The accompanying wine? -- would you believe, a cool, bright, strongly citrusy sauvignon blanc from Kim Crawford? It was clean, cleansing, refreshing, and just right.

You will need:

  • 2-3 Tbsp olive oil, plus 1/2 cup more for the pistou
  • 1 onion, diced
  • 1 carrot, diced
  • 1-2 potatoes, diced (I opted for 8 or 9 peeled "fingerling" potatoes, kept whole)
  • 1 leek, chopped
  • 1 Tbsp salt, or to taste
  • 3 quarts water
  • 1 zucchini, diced
  • 1 can white beans, drained
  • About 1/4 to 1/2 pound fresh green beans, as small and tender as possible, "Frenched" -- strings removed -- and chopped
  • a handful of broken spaghetti or other pasta (not too much)

For the pistou:

  • 1/2 cup good olive oil
  • 4 cloves garlic, chopped fine
  • 1/4 cup grated Parmesan cheese
  • 1/4 cup packed basil leaves (a la Child), or the leaves of 10 sprigs of basil (a la David), or the contents of 2 packages of fresh basil leaves (a la me) -- snipped fairly small
  • 4 Tbsp tomato paste

To begin, heat the 2 to 3 Tbsp olive oil in a large soup pot. Add in succession the onion, carrot, potatoes, and leeks, and saute all until the onions and leeks are limp and fragrant. (Elizabeth David adds a fresh tomato here, and then eliminates tomato paste from her pistou.) Pour in the water and add the salt. Bring to a boil and simmer, uncovered, for about 40 minutes. This is the soup base.
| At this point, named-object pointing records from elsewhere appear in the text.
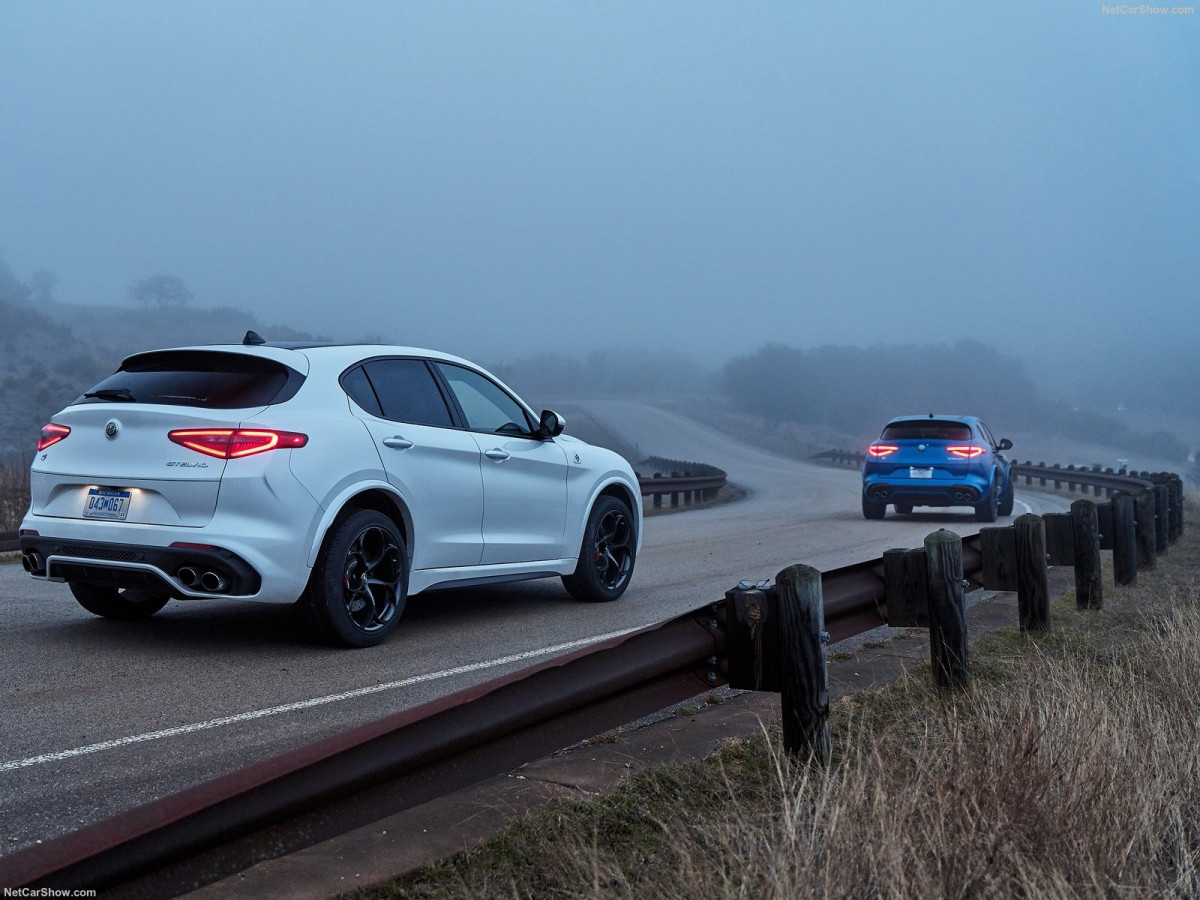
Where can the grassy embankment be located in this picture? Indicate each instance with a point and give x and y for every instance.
(1069, 768)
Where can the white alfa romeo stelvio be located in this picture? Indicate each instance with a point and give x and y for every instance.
(341, 478)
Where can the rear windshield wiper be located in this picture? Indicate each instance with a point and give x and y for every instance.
(112, 394)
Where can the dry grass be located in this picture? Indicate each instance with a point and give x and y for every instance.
(1069, 769)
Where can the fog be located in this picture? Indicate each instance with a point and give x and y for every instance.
(508, 179)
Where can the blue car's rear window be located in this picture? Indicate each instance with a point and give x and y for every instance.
(927, 430)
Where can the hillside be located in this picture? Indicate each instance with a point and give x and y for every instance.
(55, 352)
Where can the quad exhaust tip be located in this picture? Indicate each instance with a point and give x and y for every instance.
(33, 562)
(210, 581)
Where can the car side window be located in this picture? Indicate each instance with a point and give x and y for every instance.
(484, 403)
(357, 384)
(408, 393)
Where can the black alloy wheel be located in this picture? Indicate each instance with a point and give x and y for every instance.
(360, 583)
(606, 557)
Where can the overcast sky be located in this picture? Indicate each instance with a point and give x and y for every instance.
(502, 178)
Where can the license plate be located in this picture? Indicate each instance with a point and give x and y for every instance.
(103, 503)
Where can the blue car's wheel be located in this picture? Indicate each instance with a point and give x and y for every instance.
(874, 510)
(1005, 507)
(988, 508)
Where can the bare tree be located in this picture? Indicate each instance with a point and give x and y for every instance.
(161, 291)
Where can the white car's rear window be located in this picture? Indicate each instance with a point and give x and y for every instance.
(210, 379)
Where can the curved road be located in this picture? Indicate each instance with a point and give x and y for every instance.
(100, 717)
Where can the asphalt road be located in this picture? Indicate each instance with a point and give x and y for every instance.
(100, 717)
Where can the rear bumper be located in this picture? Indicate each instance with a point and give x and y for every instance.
(958, 493)
(180, 571)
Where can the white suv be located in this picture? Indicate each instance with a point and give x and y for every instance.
(346, 478)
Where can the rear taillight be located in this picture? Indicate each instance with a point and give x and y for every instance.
(234, 443)
(52, 435)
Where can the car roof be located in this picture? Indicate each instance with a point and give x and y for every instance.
(300, 355)
(930, 417)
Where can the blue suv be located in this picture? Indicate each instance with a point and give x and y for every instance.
(937, 461)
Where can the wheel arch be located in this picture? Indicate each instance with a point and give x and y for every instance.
(624, 492)
(382, 498)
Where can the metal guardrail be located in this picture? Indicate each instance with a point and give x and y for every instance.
(1107, 481)
(688, 483)
(316, 792)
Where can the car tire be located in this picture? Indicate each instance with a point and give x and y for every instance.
(125, 604)
(1005, 508)
(606, 555)
(359, 585)
(874, 510)
(988, 508)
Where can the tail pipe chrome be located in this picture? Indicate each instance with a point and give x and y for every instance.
(33, 562)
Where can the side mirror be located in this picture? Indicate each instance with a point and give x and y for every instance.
(551, 424)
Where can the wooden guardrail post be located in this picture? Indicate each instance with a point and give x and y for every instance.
(906, 588)
(804, 677)
(1144, 516)
(751, 636)
(1085, 531)
(1032, 581)
(1175, 485)
(1162, 514)
(1179, 504)
(1060, 539)
(1125, 539)
(997, 551)
(947, 610)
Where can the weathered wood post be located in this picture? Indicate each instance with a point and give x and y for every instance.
(1144, 515)
(1125, 539)
(947, 610)
(751, 629)
(804, 677)
(1032, 581)
(1162, 519)
(1085, 529)
(906, 588)
(997, 549)
(1175, 484)
(1179, 505)
(1060, 538)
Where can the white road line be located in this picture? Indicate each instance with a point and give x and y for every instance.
(304, 705)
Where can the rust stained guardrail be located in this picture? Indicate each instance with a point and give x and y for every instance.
(316, 792)
(1107, 481)
(330, 787)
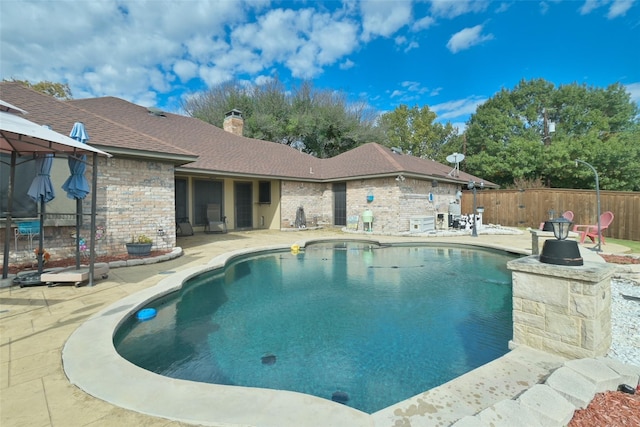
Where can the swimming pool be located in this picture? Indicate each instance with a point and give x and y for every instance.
(375, 324)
About half an hour before serving, add the zucchini and both kinds of beans, and any other fresh vegetables you are using. Julia Child suggests peas and either green or red sweet peppers. Return the soup to a simmer while you make the pistou. It's traditional to add a handful of pasta at this point, but if you want the soup gluten free, you will skip that step.

In a small bowl, or using a mortar and pestle, mash the garlic, basil, cheese, and tomato paste into a thick paste. Slowly dribble in the olive oil, beating with an electric beater, until the oil forms an emulsion and the mixture is thick and lightens somewhat in color.

Before serving, stir the pistou into the soup by spoonfuls. Combine thoroughly and reheat completely. Serve hot with a good bread, more grated cheese -- and the summery wine of your choice.